Reflections on Human Rights Day: The University, Its Human Rights Obligations, and the U.N. “Stand Up for Someone’s Rights! Campaign

On December 10, 1948, the United Nations adopted the Universal Declaration of Human Rights. To mark that anniversary, in 1950 the United Nations General Assembly passed Resolution 423 (V) (4 December 1950), inviting all States and interested organizations to observe 10 December of each year as Human Rights Day. To observe this celebration, President Obama proclaimed “December 10, 2016, as Human Rights Day and the week beginning December 10, 2016, as Human Rights Week. I call upon the people of the United States to mark these observances with appropriate ceremonies and activities.” (Presidential Proclamation 9 Dec. 2016).

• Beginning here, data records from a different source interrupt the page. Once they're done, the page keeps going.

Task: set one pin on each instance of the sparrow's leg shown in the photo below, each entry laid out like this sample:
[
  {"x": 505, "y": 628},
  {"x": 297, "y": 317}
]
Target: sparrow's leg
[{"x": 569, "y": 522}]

As has been the recent practice, for this year the United Nations adopted a specific theme and initiated a campaign: “Stand Up For Someone’s Rights!” The Campaign is structured around the power of individual agency in protecting the human rights of others against individuals and institutions. The Campaign explains:

The time for this is now. “We the peoples” can take a stand for rights. And together, we can take a stand for more humanity. It starts with each of us. Step forward and defend the rights of a refugee or migrant, a person with disabilities, an LGBT person, a woman, a child, indigenous peoples, a minority group, or anyone else at risk of discrimination or violence. (Campaign website HERE).

My observations about the 2016 Human Rights Day observation in the context of this campaign can be accessed HERE.

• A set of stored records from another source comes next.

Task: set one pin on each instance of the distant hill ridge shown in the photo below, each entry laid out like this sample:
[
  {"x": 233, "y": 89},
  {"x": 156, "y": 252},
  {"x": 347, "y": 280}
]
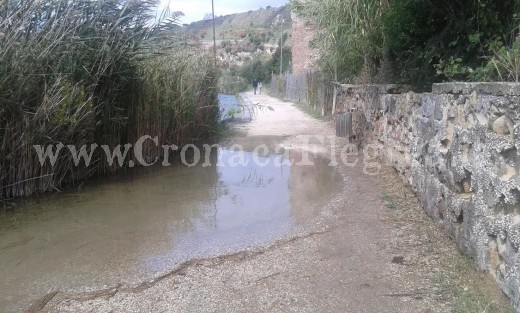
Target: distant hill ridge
[{"x": 263, "y": 24}]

While it is fairly common to think about human rights in terms of the normative rights embedded in and forming part of the autonomous human person, and perhaps also of the resulting obligations of institutional actors–states, enterprises, religious institutions, and others to protect them, one rarely thinks of the university in this regard. Yet universities, like other institutions, have duties and responsibilities to protect and respect human rights to the same extent as other institutions–and perhaps more so in cases where the university is itself an instrumentality of the state. To fail to embed human rights within university administration violates not just law but likely the ethical and corporate responsibility that many universities have loudly proclaimed for their own.

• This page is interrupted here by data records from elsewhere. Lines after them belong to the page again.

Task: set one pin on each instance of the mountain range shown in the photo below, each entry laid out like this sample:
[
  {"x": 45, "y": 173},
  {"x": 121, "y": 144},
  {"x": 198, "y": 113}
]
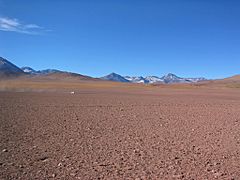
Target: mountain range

This post considers some of the consequences for universities of undertaking an appropriate level of responsibility for human rights in its operation. I have little illusion that universities will actually pay attention to their responsibility; like other corporate entities, they tend to respond either to the lash of law or to the preferences of the stakeholders on which they are most dependent (students as consumers of its services; employers as consumers of its product (students); and alumni as providers of resources to maintain reputation status). It is perhaps to them, then, that this point is directed.